Key Developments in China's Virtual Currency Enforcement
China's central bank, the People's Bank of China (PBoC), has intensified efforts against virtual currencies, emphasizing stablecoins' anti-money laundering (AML) risks, following a multi-agency meeting in November 2025.
This crackdown impacts global crypto markets due to China's significant influence, potentially increasing offshore trading and regulatory focus on stablecoins as financial tools for illegal activities.
PBoC Leads Stringent Enforcement Against Virtual Currency Businesses
China's People’s Bank of China (PBoC) has initiated a stringent crackdown on virtual currencies, with a particular focus on stablecoins and anti-money laundering (AML) efforts.

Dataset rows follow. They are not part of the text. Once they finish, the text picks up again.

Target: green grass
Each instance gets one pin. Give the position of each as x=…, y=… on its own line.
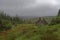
x=32, y=32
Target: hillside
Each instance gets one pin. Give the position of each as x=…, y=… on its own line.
x=32, y=32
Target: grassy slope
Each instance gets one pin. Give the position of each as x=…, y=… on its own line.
x=32, y=32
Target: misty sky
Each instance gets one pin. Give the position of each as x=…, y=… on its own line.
x=30, y=7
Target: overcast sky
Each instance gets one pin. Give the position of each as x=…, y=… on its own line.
x=30, y=7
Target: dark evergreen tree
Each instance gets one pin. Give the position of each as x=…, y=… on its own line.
x=59, y=12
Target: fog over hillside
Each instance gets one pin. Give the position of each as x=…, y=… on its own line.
x=30, y=7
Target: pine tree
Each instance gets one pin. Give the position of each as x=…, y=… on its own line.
x=59, y=12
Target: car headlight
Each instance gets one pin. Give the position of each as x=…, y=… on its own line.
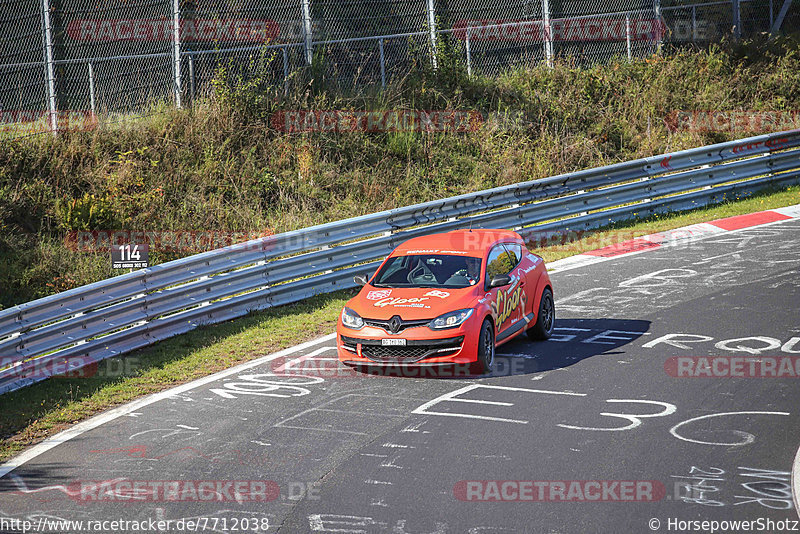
x=450, y=319
x=351, y=319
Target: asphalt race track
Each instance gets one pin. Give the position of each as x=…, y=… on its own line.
x=601, y=401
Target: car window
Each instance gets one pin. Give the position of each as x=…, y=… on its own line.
x=516, y=250
x=429, y=270
x=500, y=261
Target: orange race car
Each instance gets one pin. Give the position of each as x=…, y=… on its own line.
x=447, y=299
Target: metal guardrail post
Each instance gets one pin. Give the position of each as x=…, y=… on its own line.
x=92, y=104
x=432, y=32
x=176, y=52
x=305, y=7
x=548, y=33
x=383, y=62
x=47, y=42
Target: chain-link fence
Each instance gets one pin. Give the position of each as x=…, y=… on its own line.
x=65, y=62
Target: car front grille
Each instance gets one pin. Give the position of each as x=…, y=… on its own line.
x=414, y=351
x=379, y=323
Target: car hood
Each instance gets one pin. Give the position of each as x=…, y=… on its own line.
x=411, y=303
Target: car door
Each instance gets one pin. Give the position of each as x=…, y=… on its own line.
x=504, y=300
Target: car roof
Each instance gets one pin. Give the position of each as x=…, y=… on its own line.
x=474, y=242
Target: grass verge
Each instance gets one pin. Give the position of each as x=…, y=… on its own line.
x=32, y=414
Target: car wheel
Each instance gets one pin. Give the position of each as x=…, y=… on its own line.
x=546, y=318
x=486, y=347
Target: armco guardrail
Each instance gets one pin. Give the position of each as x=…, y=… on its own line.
x=72, y=329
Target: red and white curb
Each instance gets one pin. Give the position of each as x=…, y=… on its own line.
x=678, y=236
x=796, y=482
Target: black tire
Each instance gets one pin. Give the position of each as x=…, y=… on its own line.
x=486, y=347
x=545, y=318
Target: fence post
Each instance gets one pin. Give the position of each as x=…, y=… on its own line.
x=47, y=42
x=92, y=104
x=548, y=33
x=776, y=26
x=192, y=87
x=432, y=30
x=771, y=14
x=285, y=71
x=305, y=6
x=737, y=19
x=383, y=62
x=628, y=34
x=469, y=50
x=176, y=51
x=661, y=25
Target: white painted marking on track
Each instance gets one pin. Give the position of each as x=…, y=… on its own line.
x=452, y=397
x=748, y=438
x=94, y=422
x=635, y=420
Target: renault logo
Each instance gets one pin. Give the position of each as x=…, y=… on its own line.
x=394, y=324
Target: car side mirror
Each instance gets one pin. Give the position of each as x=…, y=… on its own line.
x=500, y=280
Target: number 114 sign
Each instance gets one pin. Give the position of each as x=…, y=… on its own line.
x=129, y=256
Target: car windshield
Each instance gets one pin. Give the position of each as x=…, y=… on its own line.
x=429, y=270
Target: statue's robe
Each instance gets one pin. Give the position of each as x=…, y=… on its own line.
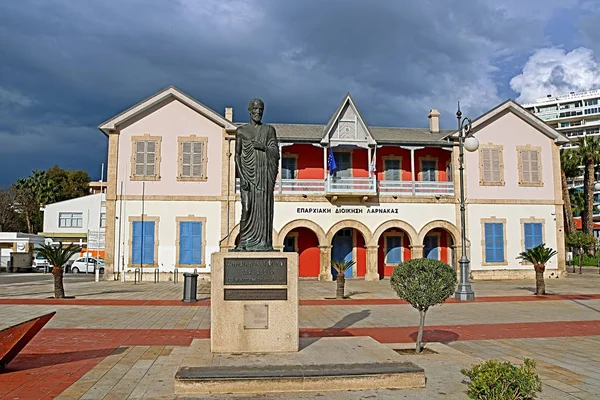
x=258, y=168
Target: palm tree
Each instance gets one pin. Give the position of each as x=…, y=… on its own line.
x=587, y=152
x=341, y=267
x=57, y=256
x=569, y=169
x=538, y=256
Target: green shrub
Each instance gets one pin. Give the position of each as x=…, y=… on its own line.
x=423, y=283
x=494, y=380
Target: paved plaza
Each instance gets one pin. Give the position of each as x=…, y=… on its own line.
x=123, y=340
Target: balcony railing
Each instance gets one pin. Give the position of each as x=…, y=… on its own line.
x=417, y=188
x=350, y=185
x=334, y=185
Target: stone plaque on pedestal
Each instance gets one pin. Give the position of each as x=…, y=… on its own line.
x=254, y=302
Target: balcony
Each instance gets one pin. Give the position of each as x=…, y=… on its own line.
x=417, y=188
x=360, y=187
x=349, y=186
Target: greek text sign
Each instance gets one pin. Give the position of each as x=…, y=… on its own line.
x=347, y=210
x=255, y=271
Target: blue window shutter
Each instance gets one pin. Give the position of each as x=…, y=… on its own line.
x=528, y=232
x=494, y=242
x=136, y=243
x=185, y=243
x=537, y=234
x=533, y=234
x=197, y=242
x=394, y=249
x=190, y=242
x=148, y=256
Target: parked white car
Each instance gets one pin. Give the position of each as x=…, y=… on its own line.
x=40, y=263
x=81, y=263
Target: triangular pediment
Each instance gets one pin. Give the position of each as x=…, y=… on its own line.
x=161, y=98
x=509, y=106
x=347, y=127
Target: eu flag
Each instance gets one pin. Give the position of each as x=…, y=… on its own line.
x=331, y=162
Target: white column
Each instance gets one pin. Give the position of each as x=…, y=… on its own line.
x=280, y=164
x=325, y=167
x=412, y=169
x=371, y=176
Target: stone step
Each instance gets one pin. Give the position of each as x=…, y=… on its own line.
x=297, y=378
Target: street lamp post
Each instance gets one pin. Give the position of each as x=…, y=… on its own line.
x=469, y=142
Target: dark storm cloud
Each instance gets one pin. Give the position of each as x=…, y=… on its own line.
x=69, y=65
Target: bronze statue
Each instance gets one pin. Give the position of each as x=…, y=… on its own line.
x=257, y=164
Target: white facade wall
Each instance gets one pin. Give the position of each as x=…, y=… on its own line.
x=513, y=214
x=88, y=206
x=168, y=212
x=413, y=214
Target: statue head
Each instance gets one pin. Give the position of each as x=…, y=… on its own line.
x=256, y=108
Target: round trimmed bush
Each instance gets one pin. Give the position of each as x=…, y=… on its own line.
x=423, y=283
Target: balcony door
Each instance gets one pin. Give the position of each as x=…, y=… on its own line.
x=341, y=175
x=428, y=170
x=342, y=250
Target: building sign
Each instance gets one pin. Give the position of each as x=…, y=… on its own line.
x=347, y=210
x=95, y=239
x=255, y=271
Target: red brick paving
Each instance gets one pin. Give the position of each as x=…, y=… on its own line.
x=56, y=358
x=312, y=302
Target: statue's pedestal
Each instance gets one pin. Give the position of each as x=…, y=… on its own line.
x=254, y=302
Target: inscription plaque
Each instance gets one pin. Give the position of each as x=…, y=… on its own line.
x=255, y=271
x=255, y=294
x=256, y=316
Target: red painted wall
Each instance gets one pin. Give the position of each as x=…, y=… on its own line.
x=360, y=163
x=361, y=254
x=443, y=156
x=444, y=243
x=308, y=253
x=386, y=270
x=310, y=160
x=393, y=151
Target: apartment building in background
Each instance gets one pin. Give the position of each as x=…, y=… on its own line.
x=575, y=115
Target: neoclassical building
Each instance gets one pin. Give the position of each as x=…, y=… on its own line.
x=346, y=190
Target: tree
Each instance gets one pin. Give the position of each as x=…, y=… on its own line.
x=27, y=203
x=10, y=219
x=423, y=283
x=569, y=169
x=58, y=256
x=580, y=242
x=539, y=257
x=497, y=380
x=46, y=187
x=71, y=184
x=341, y=267
x=587, y=154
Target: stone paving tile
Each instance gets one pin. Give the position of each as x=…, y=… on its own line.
x=198, y=317
x=586, y=283
x=444, y=379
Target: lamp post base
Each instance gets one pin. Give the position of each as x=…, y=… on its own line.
x=464, y=293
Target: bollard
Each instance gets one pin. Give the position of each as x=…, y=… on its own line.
x=190, y=287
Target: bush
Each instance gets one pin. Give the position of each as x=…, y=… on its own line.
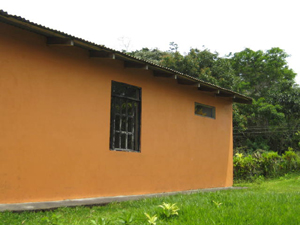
x=265, y=164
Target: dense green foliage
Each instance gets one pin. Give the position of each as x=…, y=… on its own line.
x=264, y=164
x=264, y=202
x=273, y=119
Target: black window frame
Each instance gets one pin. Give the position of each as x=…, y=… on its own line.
x=125, y=118
x=208, y=107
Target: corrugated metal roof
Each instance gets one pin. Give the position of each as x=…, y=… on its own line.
x=182, y=78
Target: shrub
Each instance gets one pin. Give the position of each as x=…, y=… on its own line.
x=264, y=164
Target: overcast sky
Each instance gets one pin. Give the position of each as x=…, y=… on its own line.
x=220, y=25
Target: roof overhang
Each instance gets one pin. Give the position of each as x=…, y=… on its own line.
x=58, y=38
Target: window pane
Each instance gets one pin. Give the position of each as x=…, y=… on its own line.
x=117, y=140
x=117, y=122
x=129, y=124
x=130, y=142
x=124, y=123
x=203, y=110
x=132, y=93
x=125, y=118
x=123, y=141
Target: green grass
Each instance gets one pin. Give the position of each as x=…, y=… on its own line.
x=274, y=201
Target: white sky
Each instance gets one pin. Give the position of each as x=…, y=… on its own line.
x=219, y=25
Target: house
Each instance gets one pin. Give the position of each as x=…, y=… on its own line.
x=80, y=120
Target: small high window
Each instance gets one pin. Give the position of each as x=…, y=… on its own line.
x=125, y=117
x=205, y=110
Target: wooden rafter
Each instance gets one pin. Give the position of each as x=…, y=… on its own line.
x=60, y=41
x=102, y=54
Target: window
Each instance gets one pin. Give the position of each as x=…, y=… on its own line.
x=205, y=110
x=125, y=117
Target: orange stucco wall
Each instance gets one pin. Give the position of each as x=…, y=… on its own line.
x=55, y=121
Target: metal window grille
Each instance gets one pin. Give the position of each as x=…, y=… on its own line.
x=205, y=110
x=125, y=117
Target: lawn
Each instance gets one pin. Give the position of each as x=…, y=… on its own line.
x=274, y=201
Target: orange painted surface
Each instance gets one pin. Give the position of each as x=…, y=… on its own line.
x=55, y=127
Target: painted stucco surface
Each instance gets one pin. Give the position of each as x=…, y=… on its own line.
x=55, y=126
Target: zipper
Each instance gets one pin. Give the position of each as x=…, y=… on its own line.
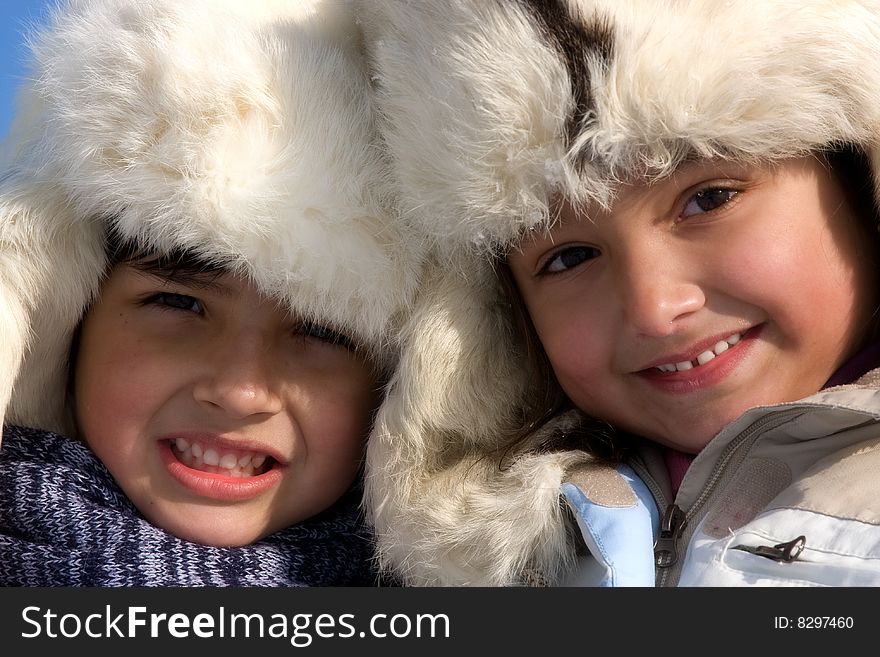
x=666, y=546
x=679, y=525
x=782, y=552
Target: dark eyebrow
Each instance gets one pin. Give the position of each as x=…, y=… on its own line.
x=199, y=279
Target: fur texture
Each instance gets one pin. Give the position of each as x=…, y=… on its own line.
x=243, y=131
x=490, y=109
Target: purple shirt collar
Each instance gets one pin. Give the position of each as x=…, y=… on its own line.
x=862, y=363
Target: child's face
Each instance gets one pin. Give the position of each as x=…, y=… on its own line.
x=766, y=269
x=173, y=375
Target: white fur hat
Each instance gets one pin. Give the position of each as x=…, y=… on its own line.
x=491, y=109
x=243, y=131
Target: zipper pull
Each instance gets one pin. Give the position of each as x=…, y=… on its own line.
x=782, y=552
x=671, y=527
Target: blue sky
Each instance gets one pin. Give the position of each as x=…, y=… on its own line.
x=15, y=15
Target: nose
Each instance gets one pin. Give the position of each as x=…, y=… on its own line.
x=238, y=378
x=658, y=289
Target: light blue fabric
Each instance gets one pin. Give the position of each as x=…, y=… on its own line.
x=621, y=539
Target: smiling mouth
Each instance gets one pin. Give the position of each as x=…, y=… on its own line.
x=223, y=461
x=719, y=348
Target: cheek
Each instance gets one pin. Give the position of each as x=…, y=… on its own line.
x=116, y=380
x=578, y=348
x=336, y=416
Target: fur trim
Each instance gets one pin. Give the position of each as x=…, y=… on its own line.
x=243, y=131
x=490, y=109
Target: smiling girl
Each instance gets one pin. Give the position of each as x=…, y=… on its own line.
x=654, y=308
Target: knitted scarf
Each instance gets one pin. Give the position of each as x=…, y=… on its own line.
x=65, y=522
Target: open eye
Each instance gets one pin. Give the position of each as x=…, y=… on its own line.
x=325, y=334
x=708, y=199
x=568, y=258
x=174, y=301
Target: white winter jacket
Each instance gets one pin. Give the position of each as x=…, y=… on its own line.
x=787, y=495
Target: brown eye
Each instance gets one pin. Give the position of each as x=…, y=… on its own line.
x=176, y=302
x=568, y=258
x=707, y=200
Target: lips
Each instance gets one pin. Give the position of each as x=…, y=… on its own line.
x=703, y=357
x=704, y=366
x=214, y=468
x=219, y=459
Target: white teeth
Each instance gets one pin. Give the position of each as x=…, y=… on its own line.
x=720, y=347
x=210, y=459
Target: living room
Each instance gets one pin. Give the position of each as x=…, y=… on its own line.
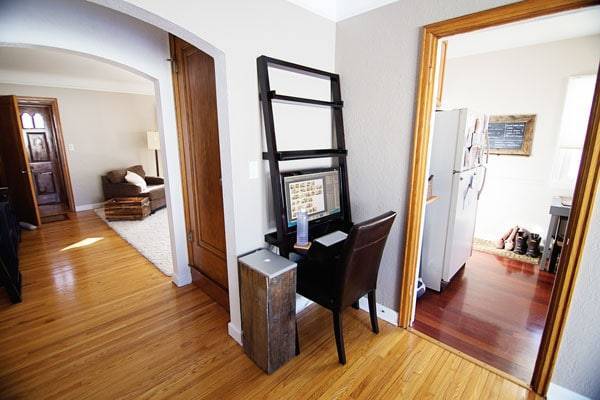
x=83, y=159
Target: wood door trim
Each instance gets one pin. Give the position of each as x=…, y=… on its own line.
x=180, y=110
x=584, y=193
x=60, y=142
x=21, y=143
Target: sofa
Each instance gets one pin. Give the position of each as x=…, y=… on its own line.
x=114, y=185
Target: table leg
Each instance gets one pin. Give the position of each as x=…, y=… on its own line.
x=551, y=232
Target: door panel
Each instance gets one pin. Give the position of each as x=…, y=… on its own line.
x=44, y=160
x=194, y=80
x=15, y=162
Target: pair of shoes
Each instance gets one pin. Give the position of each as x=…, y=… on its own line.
x=509, y=243
x=533, y=245
x=521, y=241
x=502, y=240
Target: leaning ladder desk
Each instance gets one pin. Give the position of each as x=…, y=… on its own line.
x=282, y=238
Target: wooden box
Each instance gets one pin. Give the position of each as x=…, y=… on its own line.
x=268, y=303
x=127, y=208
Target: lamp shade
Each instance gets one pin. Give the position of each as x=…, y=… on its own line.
x=153, y=140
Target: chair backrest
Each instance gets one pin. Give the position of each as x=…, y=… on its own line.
x=359, y=265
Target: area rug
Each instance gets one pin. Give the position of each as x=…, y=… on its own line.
x=149, y=236
x=488, y=246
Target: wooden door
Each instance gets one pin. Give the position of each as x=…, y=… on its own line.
x=196, y=102
x=14, y=160
x=41, y=141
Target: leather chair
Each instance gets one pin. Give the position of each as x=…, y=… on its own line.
x=340, y=281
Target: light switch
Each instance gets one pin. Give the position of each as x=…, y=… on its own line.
x=253, y=170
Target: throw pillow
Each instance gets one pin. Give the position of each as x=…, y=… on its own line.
x=137, y=180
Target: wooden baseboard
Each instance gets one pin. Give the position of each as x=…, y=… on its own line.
x=211, y=288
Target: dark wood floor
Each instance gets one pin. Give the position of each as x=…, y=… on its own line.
x=493, y=310
x=98, y=321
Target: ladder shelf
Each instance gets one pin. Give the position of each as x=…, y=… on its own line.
x=284, y=237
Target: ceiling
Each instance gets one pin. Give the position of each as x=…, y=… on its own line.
x=45, y=67
x=561, y=26
x=337, y=10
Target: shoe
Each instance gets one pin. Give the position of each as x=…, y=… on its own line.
x=509, y=244
x=500, y=242
x=533, y=245
x=521, y=241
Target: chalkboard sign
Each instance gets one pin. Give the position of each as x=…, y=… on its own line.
x=511, y=134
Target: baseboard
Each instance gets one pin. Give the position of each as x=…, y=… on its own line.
x=557, y=392
x=86, y=207
x=383, y=312
x=211, y=288
x=235, y=333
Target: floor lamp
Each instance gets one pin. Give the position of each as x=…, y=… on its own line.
x=154, y=144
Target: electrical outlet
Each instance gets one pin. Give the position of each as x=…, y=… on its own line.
x=253, y=170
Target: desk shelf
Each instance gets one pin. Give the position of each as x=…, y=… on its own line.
x=285, y=237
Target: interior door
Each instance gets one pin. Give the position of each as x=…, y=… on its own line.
x=15, y=161
x=196, y=100
x=44, y=163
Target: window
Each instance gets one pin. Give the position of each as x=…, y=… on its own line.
x=573, y=128
x=26, y=121
x=38, y=121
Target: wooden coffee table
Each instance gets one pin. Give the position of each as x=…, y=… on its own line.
x=127, y=208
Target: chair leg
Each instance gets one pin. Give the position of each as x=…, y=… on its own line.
x=339, y=336
x=373, y=312
x=297, y=340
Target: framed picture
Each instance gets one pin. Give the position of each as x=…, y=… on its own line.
x=511, y=134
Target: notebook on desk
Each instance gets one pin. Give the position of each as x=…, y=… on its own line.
x=331, y=238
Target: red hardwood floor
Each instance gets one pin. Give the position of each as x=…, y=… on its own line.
x=494, y=310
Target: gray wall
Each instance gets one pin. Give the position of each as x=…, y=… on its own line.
x=578, y=362
x=107, y=130
x=377, y=56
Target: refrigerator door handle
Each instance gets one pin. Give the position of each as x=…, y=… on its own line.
x=482, y=182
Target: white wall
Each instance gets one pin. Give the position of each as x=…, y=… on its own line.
x=377, y=57
x=525, y=80
x=107, y=131
x=234, y=33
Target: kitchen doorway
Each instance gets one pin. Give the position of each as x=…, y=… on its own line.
x=582, y=201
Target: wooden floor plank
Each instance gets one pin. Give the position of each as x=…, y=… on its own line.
x=100, y=322
x=494, y=309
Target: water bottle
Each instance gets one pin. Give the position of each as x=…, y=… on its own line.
x=302, y=227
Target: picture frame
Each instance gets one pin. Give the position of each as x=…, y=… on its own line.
x=511, y=134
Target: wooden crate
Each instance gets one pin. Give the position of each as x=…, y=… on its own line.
x=268, y=305
x=127, y=208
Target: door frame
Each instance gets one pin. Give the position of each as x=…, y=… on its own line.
x=585, y=189
x=212, y=288
x=52, y=103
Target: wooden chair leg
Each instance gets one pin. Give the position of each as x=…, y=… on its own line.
x=297, y=340
x=339, y=336
x=373, y=312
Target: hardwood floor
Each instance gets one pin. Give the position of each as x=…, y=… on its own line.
x=494, y=310
x=99, y=322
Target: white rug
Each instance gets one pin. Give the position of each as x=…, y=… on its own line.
x=149, y=236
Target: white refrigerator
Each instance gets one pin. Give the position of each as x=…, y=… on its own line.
x=458, y=165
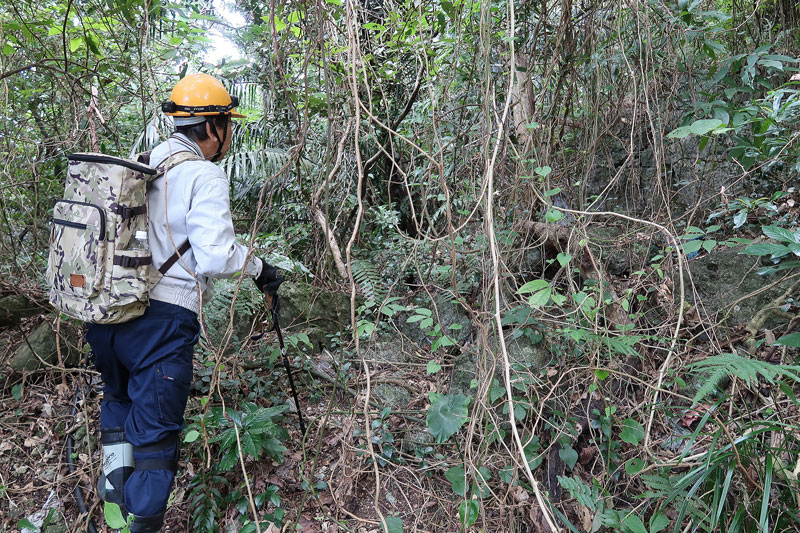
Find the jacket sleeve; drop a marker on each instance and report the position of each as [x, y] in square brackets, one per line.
[210, 230]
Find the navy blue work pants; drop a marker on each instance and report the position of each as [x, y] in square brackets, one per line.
[146, 365]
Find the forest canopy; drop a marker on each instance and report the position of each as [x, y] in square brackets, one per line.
[541, 261]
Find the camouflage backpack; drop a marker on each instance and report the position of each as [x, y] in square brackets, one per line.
[99, 269]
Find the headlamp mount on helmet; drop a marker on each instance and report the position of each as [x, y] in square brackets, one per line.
[171, 107]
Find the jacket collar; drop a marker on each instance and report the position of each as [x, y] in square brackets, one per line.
[182, 143]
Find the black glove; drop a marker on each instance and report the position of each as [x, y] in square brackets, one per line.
[269, 280]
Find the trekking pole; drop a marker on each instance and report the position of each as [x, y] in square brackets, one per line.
[272, 303]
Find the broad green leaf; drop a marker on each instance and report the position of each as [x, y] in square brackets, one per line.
[703, 126]
[446, 415]
[444, 340]
[533, 286]
[779, 234]
[739, 219]
[766, 248]
[632, 431]
[113, 515]
[481, 477]
[540, 292]
[393, 525]
[468, 512]
[679, 133]
[458, 481]
[568, 455]
[791, 340]
[538, 299]
[506, 474]
[553, 215]
[24, 523]
[692, 246]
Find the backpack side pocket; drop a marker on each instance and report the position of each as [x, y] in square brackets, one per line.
[76, 264]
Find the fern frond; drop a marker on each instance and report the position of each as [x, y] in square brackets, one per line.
[368, 280]
[746, 369]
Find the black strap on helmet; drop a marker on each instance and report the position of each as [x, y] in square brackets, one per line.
[221, 141]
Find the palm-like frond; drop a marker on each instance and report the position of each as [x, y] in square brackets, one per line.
[744, 368]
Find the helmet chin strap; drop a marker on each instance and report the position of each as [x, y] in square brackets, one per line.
[220, 141]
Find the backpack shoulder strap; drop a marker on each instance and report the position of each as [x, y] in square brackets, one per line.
[172, 161]
[175, 159]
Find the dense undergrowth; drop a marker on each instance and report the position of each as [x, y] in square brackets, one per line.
[514, 195]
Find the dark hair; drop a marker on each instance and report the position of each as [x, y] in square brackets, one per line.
[197, 132]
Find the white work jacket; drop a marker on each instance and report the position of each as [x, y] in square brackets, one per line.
[192, 201]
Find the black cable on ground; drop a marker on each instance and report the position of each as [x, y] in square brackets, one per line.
[71, 465]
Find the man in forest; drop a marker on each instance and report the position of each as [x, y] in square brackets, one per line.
[146, 364]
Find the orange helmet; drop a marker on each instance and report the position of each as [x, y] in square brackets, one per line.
[200, 95]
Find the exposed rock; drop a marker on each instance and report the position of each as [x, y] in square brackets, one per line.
[15, 307]
[41, 343]
[303, 304]
[452, 317]
[527, 351]
[725, 276]
[392, 395]
[387, 352]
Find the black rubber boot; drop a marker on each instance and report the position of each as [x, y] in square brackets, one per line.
[147, 524]
[117, 465]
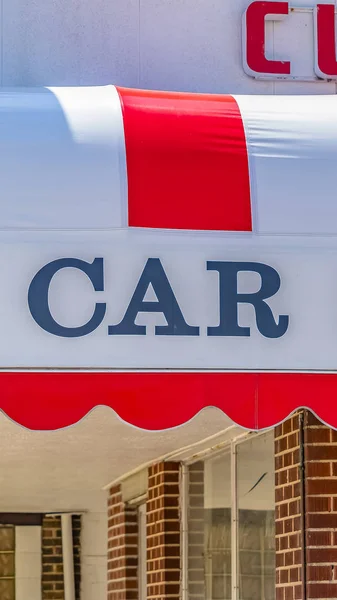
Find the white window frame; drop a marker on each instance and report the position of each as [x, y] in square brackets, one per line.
[229, 446]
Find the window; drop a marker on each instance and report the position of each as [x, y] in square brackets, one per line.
[230, 523]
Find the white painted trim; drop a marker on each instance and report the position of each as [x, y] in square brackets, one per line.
[184, 530]
[178, 455]
[234, 522]
[68, 557]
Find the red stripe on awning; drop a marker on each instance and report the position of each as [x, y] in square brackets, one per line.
[187, 161]
[157, 401]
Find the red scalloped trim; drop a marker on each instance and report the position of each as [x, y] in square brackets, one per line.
[154, 401]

The enforcement, outlined in a multi-agency report, targets speculative financial practices.
Leading this initiative, the PBoC coordinated with twelve key government bodies to classify virtual currency businesses, including stablecoins, as illegal financial activities. This new directive builds upon prior bans and emphasizes the AML risks associated with stablecoins.
"Virtual currencies do not have the same legal status as fiat currency and should not and cannot be used as currency in the market; business activities related to virtual currencies constitute illegal financial activities," stated the People's Bank of China.
Global Market Implications and Shifting Trading Preferences
These actions impact global cryptocurrency markets, escalating concerns about cross-border money flows and market stability. The crackdown is likely to affect trading volumes and liquidity, leading users to seek alternative platforms.
This coordinated enforcement may drive further shifts in crypto trading preferences, potentially redirecting activities to offshore or peer-to-peer exchanges. The involvement of high-profile institutions underscores China's steadfast approach to governing financial activities.
Historical Context and Future Adaptations
The reinforced stance reiterates the 2021 comprehensive ban prohibiting crypto transactions in China. As history shows, similar actions have led to exchange relocations and increased offshore activity; the financial landscape may adapt similarly.
Historical patterns suggest crypto activities might redistribute globally. Potential outcomes could include regulatory realignments and technological innovations aimed at circumventing the rigorously tightened AML controls now enforced by China.